Electronic Thesis and Dissertation Repository

Thesis Format

Integrated Article


Doctor of Philosophy


Electrical and Computer Engineering

Collaborative Specialization

Artificial Intelligence


Essex, Aleksander


The enormous development in the connectivity among different type of networks poses significant concerns in terms of privacy and security. As such, the exponential expansion in the deployment of cloud technology has produced a massive amount of data from a variety of applications, resources and platforms. In turn, the rapid rate and volume of data creation in high-dimension has begun to pose significant challenges for data management and security. Handling redundant and irrelevant features in high-dimensional space has caused a long-term challenge for network anomaly detection. Eliminating such features with spectral information not only speeds up the classification process, but also helps classifiers make accurate decisions during attack recognition time, especially when coping with large-scale and heterogeneous data such as network traffic data. Furthermore, the continued evolution of network attack patterns has resulted in the emergence of zero-day cyber attacks, which nowadays has considered as a major challenge in cyber security. In this threat environment, traditional security protections like firewalls, anti-virus software, and virtual private networks are not always sufficient. With this in mind, most of the current intrusion detection systems (IDSs) are either signature-based, which has been proven to be insufficient in identifying novel attacks, or developed based on absolute datasets. Hence, a robust mechanism for detecting intrusions, i.e. anomaly-based IDS, in the big data setting has therefore become a topic of importance. In this dissertation, an empirical study has been conducted at the initial stage to identify the challenges and limitations in the current IDSs, providing a systematic treatment of methodologies and techniques. Next, a comprehensive IDS framework has been proposed to overcome the aforementioned shortcomings. First, a novel hybrid dimensionality reduction technique is proposed combining information gain (IG) and principal component analysis (PCA) methods with an ensemble classifier based on three different classification techniques, named IG-PCA-Ensemble. Experimental results show that the proposed dimensionality reduction method contributes more critical features and reduced the detection time significantly. The results show that the proposed IG-PCA-Ensemble approach has also exhibits better performance than the majority of the existing state-of-the-art approaches.

Summary for Lay Audience

Intrusion detection system is considered a fundamental security tool in computer systems due its sophisticated capabilities in combating the potential cyber attacks.
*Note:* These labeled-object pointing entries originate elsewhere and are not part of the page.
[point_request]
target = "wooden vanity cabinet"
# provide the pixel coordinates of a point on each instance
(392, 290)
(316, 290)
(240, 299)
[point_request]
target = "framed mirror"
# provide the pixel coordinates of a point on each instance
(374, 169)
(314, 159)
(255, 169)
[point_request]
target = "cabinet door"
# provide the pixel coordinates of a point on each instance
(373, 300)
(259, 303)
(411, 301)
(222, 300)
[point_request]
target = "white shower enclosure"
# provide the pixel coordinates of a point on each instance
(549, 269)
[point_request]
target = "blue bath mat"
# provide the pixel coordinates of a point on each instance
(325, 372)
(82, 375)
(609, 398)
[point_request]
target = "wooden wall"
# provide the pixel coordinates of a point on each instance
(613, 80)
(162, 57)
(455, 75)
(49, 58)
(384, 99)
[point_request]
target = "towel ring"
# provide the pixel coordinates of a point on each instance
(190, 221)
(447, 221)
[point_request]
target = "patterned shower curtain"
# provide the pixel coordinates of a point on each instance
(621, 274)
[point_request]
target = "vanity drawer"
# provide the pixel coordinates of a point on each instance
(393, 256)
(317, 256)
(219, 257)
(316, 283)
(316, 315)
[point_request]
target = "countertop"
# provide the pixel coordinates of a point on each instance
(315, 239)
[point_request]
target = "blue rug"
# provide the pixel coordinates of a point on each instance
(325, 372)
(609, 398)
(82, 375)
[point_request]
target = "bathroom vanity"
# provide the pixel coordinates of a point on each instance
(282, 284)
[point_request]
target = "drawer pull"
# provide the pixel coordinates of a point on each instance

It is basically monitoring network traffic for unusual or malicious activity and sends an alert to the administrator when such activity is discovered. Detecting such malicious activities has been a subject of study for decades. As data scientists can appreciate, however, when the scale of a problem grows by an order of magnitude, existing approaches often are no longer effective; the problem is sufficiently different that it requires a new solution altogether. More specifically, classical security methods such as firewalls, malware prevention, data encryption, and user authentication form a necessary but incomplete set of tools to secure computers and networks from today's attacks. Hence, additional lines of defense such as artificial intelligence, have become a quickly growing area of interest. The work presented in this dissertation proposes an innovative solution to overcome the aforementioned challenges. In this context, different data mining techniques were utilized including a novel hybrid dimensionality reduction method, supervised and unsupervised machine learning techniques to provide a robust mechanism for detecting network intrusions. The experimental results show that the proposed dimensionality reduction method contributes more critical features for the proposed model to achieve better performance and lower computational cost compared with the state-of-the-art methods.